Here is the final point. The Republicans say if you have Medicare, don't worry. You are fine. Baloney. If you end Medicare, destroy it like the Republicans do, the people left in it are part of a dying program that is being phased out. Who is going to try to improve the quality of that program? It is going to be like fixing an Edsel or fixing your typewriter. There is no more Medicare. It is going to be a program that is dying, that is being phased out, and that will hurt current senior citizens.

So let's be clear. The Ryan budget, the Republican budget, takes the Medicare promise and shreds it, destroys it, and it is the end.
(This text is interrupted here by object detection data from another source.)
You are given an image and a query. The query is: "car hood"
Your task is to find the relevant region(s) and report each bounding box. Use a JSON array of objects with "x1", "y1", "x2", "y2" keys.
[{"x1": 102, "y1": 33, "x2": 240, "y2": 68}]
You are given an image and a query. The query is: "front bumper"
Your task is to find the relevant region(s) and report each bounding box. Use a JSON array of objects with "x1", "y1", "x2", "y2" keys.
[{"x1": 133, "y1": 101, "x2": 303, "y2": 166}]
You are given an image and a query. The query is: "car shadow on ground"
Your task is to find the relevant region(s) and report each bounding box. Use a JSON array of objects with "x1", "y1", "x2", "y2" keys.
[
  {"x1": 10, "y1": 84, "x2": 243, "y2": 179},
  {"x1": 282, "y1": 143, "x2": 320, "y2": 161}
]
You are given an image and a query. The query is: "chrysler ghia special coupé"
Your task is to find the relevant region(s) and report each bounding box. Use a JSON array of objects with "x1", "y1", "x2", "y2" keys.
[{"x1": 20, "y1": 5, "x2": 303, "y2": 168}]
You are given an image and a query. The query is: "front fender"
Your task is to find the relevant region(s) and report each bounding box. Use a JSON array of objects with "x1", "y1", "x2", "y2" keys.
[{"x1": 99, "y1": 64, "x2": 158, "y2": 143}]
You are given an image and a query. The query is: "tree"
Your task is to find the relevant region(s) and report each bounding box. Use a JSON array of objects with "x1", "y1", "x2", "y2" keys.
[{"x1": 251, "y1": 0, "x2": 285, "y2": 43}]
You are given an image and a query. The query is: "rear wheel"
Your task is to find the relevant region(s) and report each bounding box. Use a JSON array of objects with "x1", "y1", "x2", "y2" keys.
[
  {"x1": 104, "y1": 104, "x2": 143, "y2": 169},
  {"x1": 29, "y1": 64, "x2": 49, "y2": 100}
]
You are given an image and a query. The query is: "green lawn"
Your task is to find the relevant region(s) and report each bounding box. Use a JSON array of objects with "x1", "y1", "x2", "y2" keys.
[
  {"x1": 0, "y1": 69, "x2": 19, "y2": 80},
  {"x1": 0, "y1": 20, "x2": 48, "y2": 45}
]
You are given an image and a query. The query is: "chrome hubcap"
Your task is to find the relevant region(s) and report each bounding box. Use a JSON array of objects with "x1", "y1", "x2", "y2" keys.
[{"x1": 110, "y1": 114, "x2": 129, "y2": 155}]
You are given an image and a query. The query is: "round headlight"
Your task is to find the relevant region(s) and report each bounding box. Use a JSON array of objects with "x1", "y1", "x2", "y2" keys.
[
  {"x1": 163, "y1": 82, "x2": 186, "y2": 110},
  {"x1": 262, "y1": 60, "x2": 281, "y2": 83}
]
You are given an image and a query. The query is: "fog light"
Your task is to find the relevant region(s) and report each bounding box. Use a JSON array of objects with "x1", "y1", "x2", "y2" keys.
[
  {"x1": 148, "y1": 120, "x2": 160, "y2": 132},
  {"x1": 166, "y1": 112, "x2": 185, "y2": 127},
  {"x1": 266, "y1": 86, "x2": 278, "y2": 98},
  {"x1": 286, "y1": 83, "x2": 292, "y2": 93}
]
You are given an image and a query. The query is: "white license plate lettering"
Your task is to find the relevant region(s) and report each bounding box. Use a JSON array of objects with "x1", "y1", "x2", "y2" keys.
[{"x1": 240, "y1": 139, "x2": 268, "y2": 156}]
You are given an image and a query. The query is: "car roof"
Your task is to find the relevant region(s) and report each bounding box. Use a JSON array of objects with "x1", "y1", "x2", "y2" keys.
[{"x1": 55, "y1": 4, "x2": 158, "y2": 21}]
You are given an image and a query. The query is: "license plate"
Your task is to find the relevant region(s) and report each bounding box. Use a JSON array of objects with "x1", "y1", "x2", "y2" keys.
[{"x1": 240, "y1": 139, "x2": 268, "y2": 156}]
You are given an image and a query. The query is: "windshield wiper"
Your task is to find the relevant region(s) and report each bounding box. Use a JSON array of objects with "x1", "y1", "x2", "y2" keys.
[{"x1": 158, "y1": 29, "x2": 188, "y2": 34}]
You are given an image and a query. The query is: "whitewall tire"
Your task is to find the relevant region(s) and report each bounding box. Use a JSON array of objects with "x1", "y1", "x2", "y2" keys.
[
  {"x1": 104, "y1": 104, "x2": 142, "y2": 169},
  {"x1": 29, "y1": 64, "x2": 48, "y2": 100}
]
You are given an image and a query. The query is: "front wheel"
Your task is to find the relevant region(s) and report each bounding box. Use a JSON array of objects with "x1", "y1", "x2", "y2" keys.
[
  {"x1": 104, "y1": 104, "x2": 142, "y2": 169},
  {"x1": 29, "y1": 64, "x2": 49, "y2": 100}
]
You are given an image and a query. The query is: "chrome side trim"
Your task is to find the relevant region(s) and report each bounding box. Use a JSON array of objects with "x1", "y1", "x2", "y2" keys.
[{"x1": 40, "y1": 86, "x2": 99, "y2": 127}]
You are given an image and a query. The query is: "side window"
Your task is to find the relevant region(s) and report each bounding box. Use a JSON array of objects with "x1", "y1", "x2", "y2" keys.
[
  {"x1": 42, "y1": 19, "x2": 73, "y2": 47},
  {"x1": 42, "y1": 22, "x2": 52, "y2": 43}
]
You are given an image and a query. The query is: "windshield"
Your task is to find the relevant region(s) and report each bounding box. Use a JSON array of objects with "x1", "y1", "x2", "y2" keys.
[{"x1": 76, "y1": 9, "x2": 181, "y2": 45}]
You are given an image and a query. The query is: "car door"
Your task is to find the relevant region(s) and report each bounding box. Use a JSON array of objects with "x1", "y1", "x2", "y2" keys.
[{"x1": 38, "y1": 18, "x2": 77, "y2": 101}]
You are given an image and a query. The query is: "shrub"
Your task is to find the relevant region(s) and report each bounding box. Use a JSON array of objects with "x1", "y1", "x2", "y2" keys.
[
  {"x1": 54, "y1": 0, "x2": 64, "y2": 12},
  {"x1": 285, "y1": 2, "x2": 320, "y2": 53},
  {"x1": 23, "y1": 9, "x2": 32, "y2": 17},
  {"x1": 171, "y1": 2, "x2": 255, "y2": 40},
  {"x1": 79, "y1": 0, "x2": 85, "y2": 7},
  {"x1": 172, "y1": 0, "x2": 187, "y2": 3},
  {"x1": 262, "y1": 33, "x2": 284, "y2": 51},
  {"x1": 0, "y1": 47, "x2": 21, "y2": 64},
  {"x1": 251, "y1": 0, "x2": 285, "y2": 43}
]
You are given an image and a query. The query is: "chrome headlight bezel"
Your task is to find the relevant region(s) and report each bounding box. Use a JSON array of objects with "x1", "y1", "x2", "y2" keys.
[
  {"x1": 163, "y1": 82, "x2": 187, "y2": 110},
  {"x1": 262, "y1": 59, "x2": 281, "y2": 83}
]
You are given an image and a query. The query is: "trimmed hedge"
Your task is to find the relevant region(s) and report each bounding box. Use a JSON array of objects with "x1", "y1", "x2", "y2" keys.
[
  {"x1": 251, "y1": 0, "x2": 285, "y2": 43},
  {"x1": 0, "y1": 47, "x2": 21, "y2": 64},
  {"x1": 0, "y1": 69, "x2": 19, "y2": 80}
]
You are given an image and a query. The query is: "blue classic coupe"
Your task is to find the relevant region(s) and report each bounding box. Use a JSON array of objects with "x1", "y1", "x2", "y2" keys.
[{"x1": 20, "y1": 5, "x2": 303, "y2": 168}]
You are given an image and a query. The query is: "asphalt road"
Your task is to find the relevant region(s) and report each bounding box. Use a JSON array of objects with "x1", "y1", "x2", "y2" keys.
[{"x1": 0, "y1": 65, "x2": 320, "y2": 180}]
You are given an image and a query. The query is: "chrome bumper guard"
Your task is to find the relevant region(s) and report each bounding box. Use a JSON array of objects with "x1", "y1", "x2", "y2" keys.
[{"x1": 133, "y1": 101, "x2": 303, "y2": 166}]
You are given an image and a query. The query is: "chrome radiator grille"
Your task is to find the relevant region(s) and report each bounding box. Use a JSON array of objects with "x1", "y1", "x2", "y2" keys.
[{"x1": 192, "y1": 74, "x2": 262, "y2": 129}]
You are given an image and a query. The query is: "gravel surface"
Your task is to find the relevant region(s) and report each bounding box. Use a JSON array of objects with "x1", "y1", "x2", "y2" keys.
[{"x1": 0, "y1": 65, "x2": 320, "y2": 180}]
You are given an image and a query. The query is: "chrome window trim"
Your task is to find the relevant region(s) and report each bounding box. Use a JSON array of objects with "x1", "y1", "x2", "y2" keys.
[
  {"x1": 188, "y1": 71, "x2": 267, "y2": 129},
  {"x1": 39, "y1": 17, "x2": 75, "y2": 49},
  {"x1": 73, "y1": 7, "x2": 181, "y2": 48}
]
When President Johnson signed the Medicare law in 1965, here is what he said:

No longer will older Americans be denied the healing miracle of modern medicine. No longer will illness crush and destroy the savings they have carefully put away over a lifetime. No longer will young families see their own incomes eaten away because they are carrying out their deep moral obligation to their parents, to their uncles and their aunts.

So I am saying to Senator Murray: Thank you, thank you, thank you, for your leadership. I am saying to Democrats such as Senator Coons, who has organized this today, thank you for your leadership, thank you for a budget that recognizes our obligations to our seniors, to our veterans, to our children, to this Nation, to make sure this is a Nation of innovation, and thank you for protecting transportation, an issue that I care deeply about as chairman of the Environment and Public Works Committee. Without being able to move people and move goods, our Nation will not be a leading economic power.

So I thank you, and I yield back to Senator Coons.